Bill to restrict red light cameras passes House

By Mark Fitton
Illinois News Network

SPRINGFIELD — A bill to greatly reduce the number of red light cameras in Illinois rolled through the state House on Wednesday.

After about an hour of debate, Rep. David McSweeney’s measure, House Bill 173, passed by a vote of 79-26.

The bill prohibits red light cameras in non-home rule communities. If passed by the Senate and signed by the governor, it would put the brakes on the cameras in 35 communities in eight counties where the cameras now are allowed: Cook, DuPage, Kane, Lake, Madison, McHenry, St. Clair and Will.

The legislation would not affect Chicago, which is a home rule community.

McSweeney, R-Barrington Hills, said the cameras originally were sold to legislators and the public with the idea they would greatly reduce serious-injury accidents, but they have not.

Instead, he said, studies have shown the cameras increase rear-end accidents by as much as 22 percent.

In many communities, the cameras stay up only because they produce revenue from traffic tickets, McSweeney said.

“This is something the people of the state of Illinois are fed up with,” he said. “We need to ban these red light cameras.”

Rep. Jack Franks, D-Marengo, concurred, saying he regretted his vote several years ago to allow the cameras.

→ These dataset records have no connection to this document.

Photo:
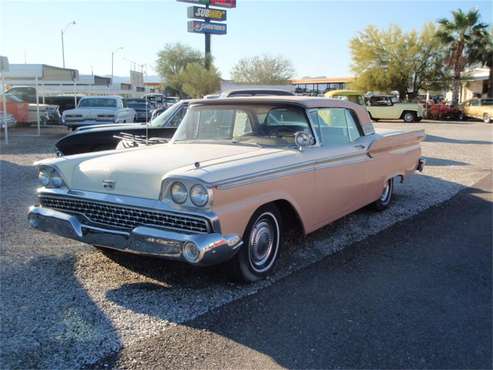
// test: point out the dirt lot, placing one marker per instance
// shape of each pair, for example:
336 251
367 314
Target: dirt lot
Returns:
65 304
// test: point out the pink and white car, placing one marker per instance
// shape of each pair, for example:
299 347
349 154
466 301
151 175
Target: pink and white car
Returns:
236 175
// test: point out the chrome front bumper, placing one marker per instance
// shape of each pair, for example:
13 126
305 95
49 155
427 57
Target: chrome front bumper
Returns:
212 248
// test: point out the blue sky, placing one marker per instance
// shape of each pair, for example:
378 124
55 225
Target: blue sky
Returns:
314 35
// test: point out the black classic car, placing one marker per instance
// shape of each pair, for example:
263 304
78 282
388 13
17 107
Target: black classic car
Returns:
108 137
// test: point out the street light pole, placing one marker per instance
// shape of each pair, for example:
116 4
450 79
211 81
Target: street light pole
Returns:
62 31
63 50
112 61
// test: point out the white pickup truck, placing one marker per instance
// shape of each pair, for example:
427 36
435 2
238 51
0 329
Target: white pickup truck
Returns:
97 110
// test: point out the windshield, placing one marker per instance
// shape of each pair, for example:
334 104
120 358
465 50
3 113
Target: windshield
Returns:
98 103
249 124
137 104
163 118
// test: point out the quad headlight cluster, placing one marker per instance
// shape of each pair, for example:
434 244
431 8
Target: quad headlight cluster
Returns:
198 194
50 178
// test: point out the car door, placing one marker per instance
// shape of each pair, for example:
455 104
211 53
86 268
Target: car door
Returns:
340 172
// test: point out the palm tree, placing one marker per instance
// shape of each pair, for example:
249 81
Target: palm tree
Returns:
460 35
482 53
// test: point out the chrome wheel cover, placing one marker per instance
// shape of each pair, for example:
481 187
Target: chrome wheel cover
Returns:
387 190
263 242
409 117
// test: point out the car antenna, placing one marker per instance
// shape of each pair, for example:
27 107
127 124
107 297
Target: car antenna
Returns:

“I was lied to; I was duped,” he said.

“Folks, understand these arguments are all about money and not about safety,” Franks said.

Rep. Anthony DeLuca, D-Chicago Heights, opposed the bill.

First, he said, the cameras have no impact on people who obey traffic laws.

And, he said, it was bad policy to be talking about any revenue reductions for non-home rule communities, which are very limited in how they can raise money, at a time when Gov. Bruce Rauner is proposing reducing state aid to local government.

DeLuca also argued the cameras are non-discriminatory and don’t lead to escalation of conflict between officers and citizens.

“You could even make the argument these people are protecting people in certain situations,” he said.

The cameras also free police officers for crime-fighting tasks, he and other bill opponents argued.

But red light camera critics, former prosecutors among them, said the cameras yield a system short on due process.

Rep. Steve Andersson, R-Geneva, said owners of the cars, not necessarily the drivers, automatically get the tickets from the cameras.

And actually getting the tickets into state court to be fought there is more expensive than just paying the fine in municipal traffic court, he and others said.

“Red light cameras are unsafe, unfair and unnecessary,” said Rep. Peter Breen, R-Lombard.

Breen said the red light cameras are “ticky tack” law enforcement and ultimately reduce respect for the law.

Rep. Scott Drury, D-Highwood, a former federal prosecutor, said of the prosecution of red light camera tickets, “the way it’s  set up, it’s completely stacked against the citizen.”

Rep. Joe Sosnowski, R-Rockford, said he used to support the red light camera concept on the belief the cameras would reduce serious-injury accidents.

“That’s the last thing they’ve done,” he said, calling the cameras “a failed experiment in Illinois.”

The 1970 state constitution allows for home rule, which moves more decision-making power from the state government to local governments. Municipalities of more than 25,000 automatically have home-rule status, while smaller communities can put the question to voters to decide.

Home rule units of government have more autonomy in many areas, including finances. Generally, there are two questions to determine whether home rule powers can be applied: Is the matter purely local and has regulation been preempted by the state.